The youth welfare office has specific responsibilities when it comes to averting threats to child welfare (laid out notably in Articles 8a and 50 of Book 8 of the Social Code). Article 50, for instance, requires the youth welfare office to represent the child’s developmental needs sufficiently in family court proceedings. It must also inform the family court of any support services already provided as well as of those yet to come. In most cases the youth welfare office will become aware in the course of its regular duties of any risks to a child’s welfare and will attempt to eliminate these through socio-educational interventions. Should these efforts fail because the parents refuse to allow the risk to the child’s welfare to be assessed, or are unwilling or unable to avert the risk themselves, the youth welfare office will refer the matter to the family court. The intention here is to obtain a court decision concerning, e.g., a partial or complete removal of parental custody rights and the transfer of said rights to a guardian or custodian (see Involvement in family court proceedings in cases of separation/divorce involving parents of underage children) so as to protect the child from any further endangerment to their welfare. Being an administrative body, the youth welfare office is not itself authorised to intervene in parental rights.

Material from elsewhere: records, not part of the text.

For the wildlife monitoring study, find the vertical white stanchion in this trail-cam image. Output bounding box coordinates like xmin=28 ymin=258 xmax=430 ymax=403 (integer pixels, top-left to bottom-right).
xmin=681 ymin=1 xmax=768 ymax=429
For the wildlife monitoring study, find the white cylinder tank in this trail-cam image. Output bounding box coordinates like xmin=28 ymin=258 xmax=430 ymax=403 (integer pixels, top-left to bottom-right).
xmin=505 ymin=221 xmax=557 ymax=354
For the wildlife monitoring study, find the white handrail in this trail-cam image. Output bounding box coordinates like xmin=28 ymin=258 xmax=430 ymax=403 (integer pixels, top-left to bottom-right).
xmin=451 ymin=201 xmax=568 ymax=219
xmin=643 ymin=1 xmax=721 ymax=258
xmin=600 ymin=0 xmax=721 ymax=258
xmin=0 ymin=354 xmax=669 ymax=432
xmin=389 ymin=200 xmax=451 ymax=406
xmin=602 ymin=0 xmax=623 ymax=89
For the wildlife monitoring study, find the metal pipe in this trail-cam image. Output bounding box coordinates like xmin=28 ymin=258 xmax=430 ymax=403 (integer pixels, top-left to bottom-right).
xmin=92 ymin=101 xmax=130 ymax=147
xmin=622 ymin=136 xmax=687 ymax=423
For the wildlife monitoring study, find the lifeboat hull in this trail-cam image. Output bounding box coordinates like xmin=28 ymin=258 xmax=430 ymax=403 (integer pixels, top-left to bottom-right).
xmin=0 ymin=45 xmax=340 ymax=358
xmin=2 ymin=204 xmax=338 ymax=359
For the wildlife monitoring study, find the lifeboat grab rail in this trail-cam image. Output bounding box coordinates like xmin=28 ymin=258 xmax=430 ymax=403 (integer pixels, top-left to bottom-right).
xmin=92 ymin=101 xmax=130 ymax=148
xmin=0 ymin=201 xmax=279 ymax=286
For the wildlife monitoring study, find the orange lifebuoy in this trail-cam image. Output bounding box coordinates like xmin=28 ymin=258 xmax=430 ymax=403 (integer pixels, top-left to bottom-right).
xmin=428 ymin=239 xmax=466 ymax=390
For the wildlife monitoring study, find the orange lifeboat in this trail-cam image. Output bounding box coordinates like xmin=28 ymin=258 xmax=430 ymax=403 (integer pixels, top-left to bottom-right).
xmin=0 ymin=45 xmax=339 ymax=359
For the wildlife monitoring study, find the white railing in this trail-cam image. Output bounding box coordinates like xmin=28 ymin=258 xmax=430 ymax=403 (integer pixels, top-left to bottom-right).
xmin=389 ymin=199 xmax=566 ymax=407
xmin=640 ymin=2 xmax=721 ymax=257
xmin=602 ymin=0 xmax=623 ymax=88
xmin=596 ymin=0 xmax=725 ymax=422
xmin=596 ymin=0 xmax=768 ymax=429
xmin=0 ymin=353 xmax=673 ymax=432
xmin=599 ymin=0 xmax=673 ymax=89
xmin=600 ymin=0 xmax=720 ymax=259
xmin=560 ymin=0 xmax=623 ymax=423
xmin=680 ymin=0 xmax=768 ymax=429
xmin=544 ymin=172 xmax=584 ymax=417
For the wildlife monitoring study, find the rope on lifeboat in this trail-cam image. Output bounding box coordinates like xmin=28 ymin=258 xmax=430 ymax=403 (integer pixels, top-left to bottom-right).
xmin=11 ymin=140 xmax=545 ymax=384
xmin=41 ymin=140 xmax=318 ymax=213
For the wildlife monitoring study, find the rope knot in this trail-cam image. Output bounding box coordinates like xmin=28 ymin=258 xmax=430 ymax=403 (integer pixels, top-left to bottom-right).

The family court has sole authority to decide whether the risk to the child or adolescent justifies an intervention in parental autonomy over and above an immediate temporary taking into custody. The family court is the only institution that, as a judicial instance, is legally authorised (by Section 1666 of the Civil Code) to intervene in parental custody rights. Such an intervention may involve instructions or prohibitions vis-à-vis the parents or the partial or complete withdrawal of parental custody and the transfer thereof to a court-appointed guardian or custodian.
The Act on Proceedings in Family Matters and in Matters of Non-contentious Jurisdiction (Gesetz über das Verfahren in Familiensachen und in den Angelegenheiten der freiwilligen Gerichtsbarkeit/ Familienverfahrensgesetz, FamFG), which came into force on 1 September 2009, pertains to family court proceedings involving children. It requires matters of this kind to be prioritised and expedited (Section 155), allows for the possibility of an early hearing on child welfare endangerment and for the issuance of an interlocutory order (Section 157) and the appointments of guardians ad litem for children and adolescents to represent their interests in the proceedings (Section 158). Section 163 allows for the submission of an expert opinion.
An important element of a family court proceedings of this kind is the obligation to conduct an in-person hearing with the child or adolescent (Section 159) and persons with parental custody (Section 160).